12 thoughts on “The Off Grid Ham 2019 Year In Review.

  1. Don from Apple Valley

    Although all articles on amateur radio are interesting—even the rumors—it is your technical articles that draws me into your “web” every month. Thank you!

  2. DragoSapien

    Here’s to 2020 for your website. I will continue to share your articles two other sites together more attention

  3. jjohn karlik

    i would like to read more about the nickle iron edison batteries. not light weight but will outlast any other battery. since some of the original batteries have been reported to still be in use after some close to 100 years. still made in china will not be at their best price untill someone stops the tariffs.
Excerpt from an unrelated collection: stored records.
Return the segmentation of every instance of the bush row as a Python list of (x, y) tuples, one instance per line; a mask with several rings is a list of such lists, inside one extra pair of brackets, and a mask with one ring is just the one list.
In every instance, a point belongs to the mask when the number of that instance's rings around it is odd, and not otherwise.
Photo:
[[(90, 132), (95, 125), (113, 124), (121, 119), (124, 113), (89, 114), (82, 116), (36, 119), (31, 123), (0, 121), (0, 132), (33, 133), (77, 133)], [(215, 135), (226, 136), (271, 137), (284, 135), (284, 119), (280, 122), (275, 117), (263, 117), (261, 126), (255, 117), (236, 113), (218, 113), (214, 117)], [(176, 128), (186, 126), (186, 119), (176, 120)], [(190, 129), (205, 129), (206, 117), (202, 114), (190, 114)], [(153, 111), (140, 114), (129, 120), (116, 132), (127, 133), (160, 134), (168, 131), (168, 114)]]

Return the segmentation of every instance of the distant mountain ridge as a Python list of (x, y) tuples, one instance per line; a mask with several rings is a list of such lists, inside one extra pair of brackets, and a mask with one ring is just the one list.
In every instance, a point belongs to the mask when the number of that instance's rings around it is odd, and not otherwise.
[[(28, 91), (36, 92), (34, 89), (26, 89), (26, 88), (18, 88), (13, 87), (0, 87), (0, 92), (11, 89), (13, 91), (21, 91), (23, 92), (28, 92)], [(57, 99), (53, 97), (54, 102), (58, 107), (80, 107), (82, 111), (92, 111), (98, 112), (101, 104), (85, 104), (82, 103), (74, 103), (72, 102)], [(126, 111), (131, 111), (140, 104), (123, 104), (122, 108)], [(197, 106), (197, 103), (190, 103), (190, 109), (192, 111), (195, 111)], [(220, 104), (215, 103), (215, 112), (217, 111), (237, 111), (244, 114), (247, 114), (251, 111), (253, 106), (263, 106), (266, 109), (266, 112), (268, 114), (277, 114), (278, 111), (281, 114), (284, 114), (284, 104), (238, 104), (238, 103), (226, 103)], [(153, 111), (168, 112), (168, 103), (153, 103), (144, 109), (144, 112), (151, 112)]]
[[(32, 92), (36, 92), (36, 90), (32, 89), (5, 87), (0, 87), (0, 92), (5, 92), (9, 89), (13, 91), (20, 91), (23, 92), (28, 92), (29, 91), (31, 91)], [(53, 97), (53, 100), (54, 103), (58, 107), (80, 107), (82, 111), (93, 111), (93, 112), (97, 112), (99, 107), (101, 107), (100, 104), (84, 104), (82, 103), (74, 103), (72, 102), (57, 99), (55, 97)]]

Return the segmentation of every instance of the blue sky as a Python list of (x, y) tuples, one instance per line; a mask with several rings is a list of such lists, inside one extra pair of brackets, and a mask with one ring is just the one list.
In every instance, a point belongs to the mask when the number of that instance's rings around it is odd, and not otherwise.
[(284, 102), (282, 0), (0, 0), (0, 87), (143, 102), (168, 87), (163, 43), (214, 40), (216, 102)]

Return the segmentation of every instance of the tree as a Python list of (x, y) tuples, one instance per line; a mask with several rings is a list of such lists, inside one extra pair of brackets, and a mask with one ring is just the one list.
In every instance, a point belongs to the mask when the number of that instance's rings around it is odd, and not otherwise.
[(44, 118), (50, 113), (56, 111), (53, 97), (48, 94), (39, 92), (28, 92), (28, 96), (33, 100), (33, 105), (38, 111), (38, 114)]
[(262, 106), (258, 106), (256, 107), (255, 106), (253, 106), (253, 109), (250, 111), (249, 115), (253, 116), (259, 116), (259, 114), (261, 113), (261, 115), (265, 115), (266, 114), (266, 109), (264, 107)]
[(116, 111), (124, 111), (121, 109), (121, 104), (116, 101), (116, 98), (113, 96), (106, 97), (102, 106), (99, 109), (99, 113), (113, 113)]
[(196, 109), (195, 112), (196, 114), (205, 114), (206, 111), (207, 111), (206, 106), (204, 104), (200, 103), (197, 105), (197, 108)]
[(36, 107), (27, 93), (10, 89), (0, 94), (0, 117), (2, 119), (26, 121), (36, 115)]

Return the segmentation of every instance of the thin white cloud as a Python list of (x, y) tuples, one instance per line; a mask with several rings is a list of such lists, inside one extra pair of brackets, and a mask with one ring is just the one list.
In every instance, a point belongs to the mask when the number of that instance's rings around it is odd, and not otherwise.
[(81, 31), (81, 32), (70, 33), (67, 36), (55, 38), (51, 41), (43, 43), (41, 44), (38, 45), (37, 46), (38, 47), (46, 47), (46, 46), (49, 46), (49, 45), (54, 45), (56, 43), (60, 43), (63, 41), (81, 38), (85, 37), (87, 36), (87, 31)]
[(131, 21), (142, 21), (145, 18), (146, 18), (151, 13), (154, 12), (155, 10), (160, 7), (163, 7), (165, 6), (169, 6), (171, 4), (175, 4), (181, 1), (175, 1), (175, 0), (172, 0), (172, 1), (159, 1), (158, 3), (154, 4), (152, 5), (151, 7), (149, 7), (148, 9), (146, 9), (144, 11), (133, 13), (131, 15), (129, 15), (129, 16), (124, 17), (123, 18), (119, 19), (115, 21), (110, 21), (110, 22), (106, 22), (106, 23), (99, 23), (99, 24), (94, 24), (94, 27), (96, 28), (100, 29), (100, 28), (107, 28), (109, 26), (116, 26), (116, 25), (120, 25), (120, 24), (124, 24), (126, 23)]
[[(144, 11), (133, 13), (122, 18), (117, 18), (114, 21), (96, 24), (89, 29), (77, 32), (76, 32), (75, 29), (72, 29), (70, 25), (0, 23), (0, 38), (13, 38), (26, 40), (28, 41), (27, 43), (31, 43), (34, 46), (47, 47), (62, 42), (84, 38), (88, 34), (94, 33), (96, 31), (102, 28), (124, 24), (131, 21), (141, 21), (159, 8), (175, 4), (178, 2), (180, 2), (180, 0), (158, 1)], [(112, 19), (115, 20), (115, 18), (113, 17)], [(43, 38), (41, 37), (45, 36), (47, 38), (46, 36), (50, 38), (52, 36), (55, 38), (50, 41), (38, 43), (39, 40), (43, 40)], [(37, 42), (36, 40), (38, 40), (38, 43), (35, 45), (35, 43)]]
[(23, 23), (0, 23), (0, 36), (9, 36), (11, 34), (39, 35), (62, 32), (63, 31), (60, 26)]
    1. Chris Warren Post author

      Nickel iron Edison batteries are most unique and as you stated, can last 100 years or more. I’ll put it on the request list. Thanks for the suggestion!

  4. randall krippner

    Chris: I’ve read every article you’ve posted since I discovered OGH, plus I’ve gone through a lot of the articles from before then (some I’ve re-read several times) and you haven’t published a “stinker” yet. 🙂 I hope you keep this up for a long time to come.

    I like the technical articles as well, although I don’t mind and even enjoy the occasional opinion piece. I’m curious about a lot of stuff, some of which might be appropriate for your blog. You’ve covered solar power systems, but have you ever looked at small wind turbines? I know they’re out there, I’ve seen a few setups around here, but solar seems to dominate. But living up here in Wisconsin with it’s often heavy cloud cover and short days during the winter, solar isn’t as dependable or as efficient as it would be elsewhere. They are probably less reliable because they need wind and that can disappear in an instant depending on weather, but they might make a useful backup system when solar conditions aren’t good. But I’m curious about how efficient they are, how much power they can produce, how much wind they need to work, and cost.

    Thanks for keeping this going, Chris. I really enjoy it.

    1. Chris Warren Post author

      Hi Randall, you also are one of my longest and most loyal readers! It’s really humbling to know I’ve had a positive impact on others. It’s also a point of pride for me that OGH is the only blog that I’m aware of that takes reader “requests”.

      As for small scale wind power, I did do an article on that topic back on October 16, 2016. Since it’s been over three years maybe it’s time to revisit the issue.

      Thanks again for the kind words and support. Have a merry Christmas!